When love hurts: how to begin again
Like anything in life, relationships can go exactly as we would like them to, or they can present us with situations we have no way of planning for or predicting. Whilst difficult when one is actually in the throes of a bad situation, it may be possible to gain some reassurance from the fact that these times are mostly transient. However immense the pain of betrayal or disappointment, there is always solace in the lessons learned and the possibility of a better future. Here are some pointers on how to begin again.
Let go of blame
It’s natural that the first reaction after being betrayed is to assign blame to whoever it is that’s let you down. It gives the appearance of making us feel better, of giving us an outlet and a rational route for feelings that feel confused, stuck or are difficult to quantify. The only thing blame will do however, is sap your energy and distract your attention from the things which really matter, such as healing and moving on.

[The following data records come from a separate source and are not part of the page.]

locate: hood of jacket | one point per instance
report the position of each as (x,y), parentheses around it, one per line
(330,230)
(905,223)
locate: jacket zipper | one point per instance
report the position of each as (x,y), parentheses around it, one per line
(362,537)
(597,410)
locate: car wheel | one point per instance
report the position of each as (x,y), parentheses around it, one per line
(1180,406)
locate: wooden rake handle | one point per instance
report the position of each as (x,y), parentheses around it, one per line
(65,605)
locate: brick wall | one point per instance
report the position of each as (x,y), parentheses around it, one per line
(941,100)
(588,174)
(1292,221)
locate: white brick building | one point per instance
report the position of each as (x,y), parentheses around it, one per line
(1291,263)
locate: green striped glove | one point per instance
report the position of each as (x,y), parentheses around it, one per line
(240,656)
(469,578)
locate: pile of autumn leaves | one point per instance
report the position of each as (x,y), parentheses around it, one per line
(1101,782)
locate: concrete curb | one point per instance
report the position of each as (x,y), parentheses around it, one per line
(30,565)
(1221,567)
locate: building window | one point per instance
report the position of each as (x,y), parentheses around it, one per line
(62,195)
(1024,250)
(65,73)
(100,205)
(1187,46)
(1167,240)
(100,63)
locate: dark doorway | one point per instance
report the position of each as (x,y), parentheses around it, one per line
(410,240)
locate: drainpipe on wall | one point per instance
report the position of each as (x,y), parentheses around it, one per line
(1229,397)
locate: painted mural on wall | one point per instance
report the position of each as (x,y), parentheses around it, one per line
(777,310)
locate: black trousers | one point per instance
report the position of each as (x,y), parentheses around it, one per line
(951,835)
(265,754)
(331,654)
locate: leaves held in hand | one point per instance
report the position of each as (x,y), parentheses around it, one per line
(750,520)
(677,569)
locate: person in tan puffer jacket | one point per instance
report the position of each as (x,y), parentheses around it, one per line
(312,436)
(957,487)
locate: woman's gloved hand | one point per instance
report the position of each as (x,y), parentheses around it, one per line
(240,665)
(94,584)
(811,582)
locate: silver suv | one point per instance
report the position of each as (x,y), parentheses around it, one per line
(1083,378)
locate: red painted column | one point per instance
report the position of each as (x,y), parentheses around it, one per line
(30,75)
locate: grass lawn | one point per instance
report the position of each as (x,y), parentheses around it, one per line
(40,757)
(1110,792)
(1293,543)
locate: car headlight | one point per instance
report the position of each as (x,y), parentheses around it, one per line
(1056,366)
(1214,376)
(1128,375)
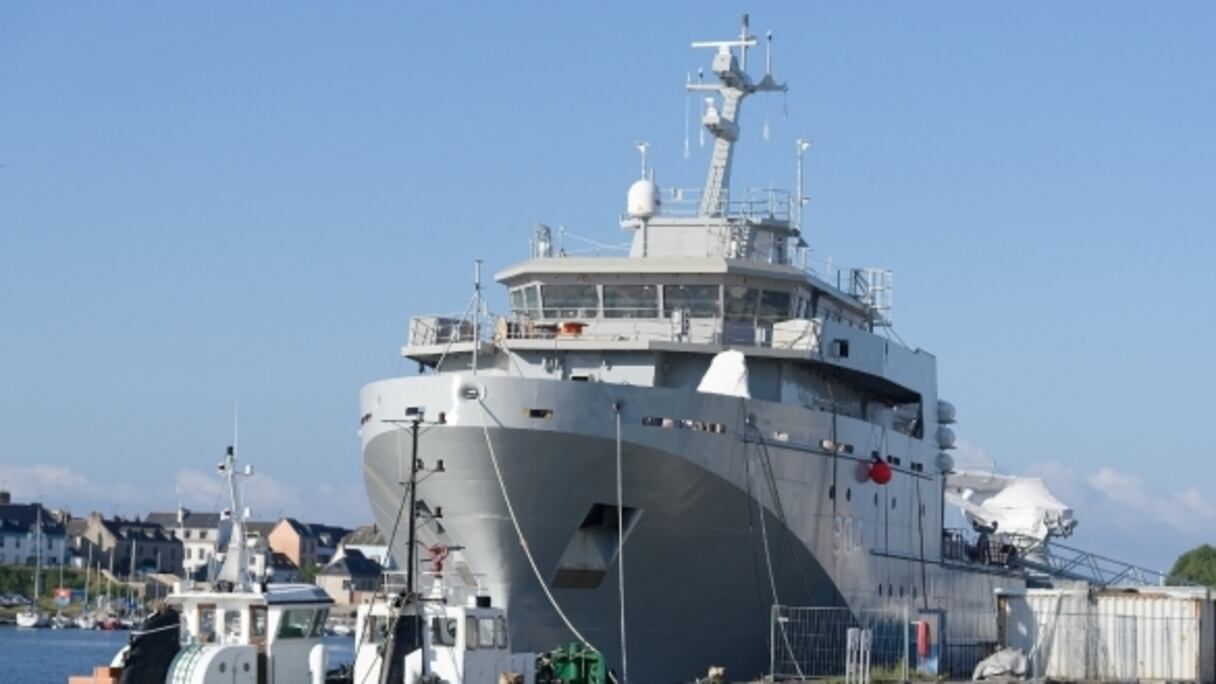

Give blame its moment in the spotlight if that’s what you need to do, but also know that long term, it isn’t going to help you move forward. If anything, it will keep you rooted in the past and fill your present moment with nothing but painful flashbacks. Once you know who is at fault in a situation, it’s more important to work out what you’re going to do with that information.
First things first, let it be acknowledged that betrayal is always a choice. The person doing the hurting needs to be aware of this, as does the one who has been betrayed.
If you have been hurt, always take the time to investigate whether or not you’ve played any part in what has happened. This is not about excusing other people’s behaviour, but being fully aware and realistic about your own. So, for example, yes, she cheated, it’s inexcusable, but were you out six nights a week and did you ignore her when she communicated her loneliness?
Never leave a situation without asking yourself whether you could have done any better and if you also have lessons to take away. Awareness is the fastest way to safeguard history from repeating itself.
If it’s you who have hurt someone else, you too need to address your actions before attempting to move on to your next relationship, or even the new chapter in this one. Being forgiven, as you’re probably painfully and frustratingly aware, doesn’t absolve you of guilt or automatically put you in your partner’s good books. With this in mind, if you truly want to move on, don’t blanket apologise for an event unless you’re truly sorry for it. Be honest, separate out the actions you regret and those you don’t.
For example, if you’re the one who cheated, you may be sorry you made your partner upset, but not sorry you satisfied something that had been missing for you. These will be hard conversations, but this comes with being an adult. Be compassionate in your approach and make your intention truth rather than justification.
Don’t lose yourself
If you’ve been hurt in love, this next piece of advice is admittedly easier said than done. At some point during the situation, you need to check-in with yourself and see if your response and general behaviour to what has happened is in keeping with the person you believe yourself to be. Also check if this is the type of relationship you want to be part of and the future you want.
Forgetting who you are, your standards and your limits, or brushing things under the carpet is the quickest way to end up back at square one a few months down the line. Always stay true to yourself and remain sure of your worth.
To forgive or not
Here is the reality of it: forgive or not, there is no in-between. If you choose to forgive whatever it was that hurt you, and you decide to stay with your partner, you need to make sure you’re truly capable of drawing a line under the event. Give yourself time to do this, have the conversation about what went wrong and try to fully satisfy your questions or doubts. After all is said and done, in order to have a healthy new start that has any chance of success, you need both feet in the present.
It’s also possible, and in some cases admirable, for people to forgive but still choose to move on. If the hurt was so severe, or the realisation that you’re worth more was so powerful that you choose to leave the relationship, ensure any self-work is completed before you enter into the next one. Taking baggage from one love to the next makes for a cluttered existence, and this is a prime time to let it all go.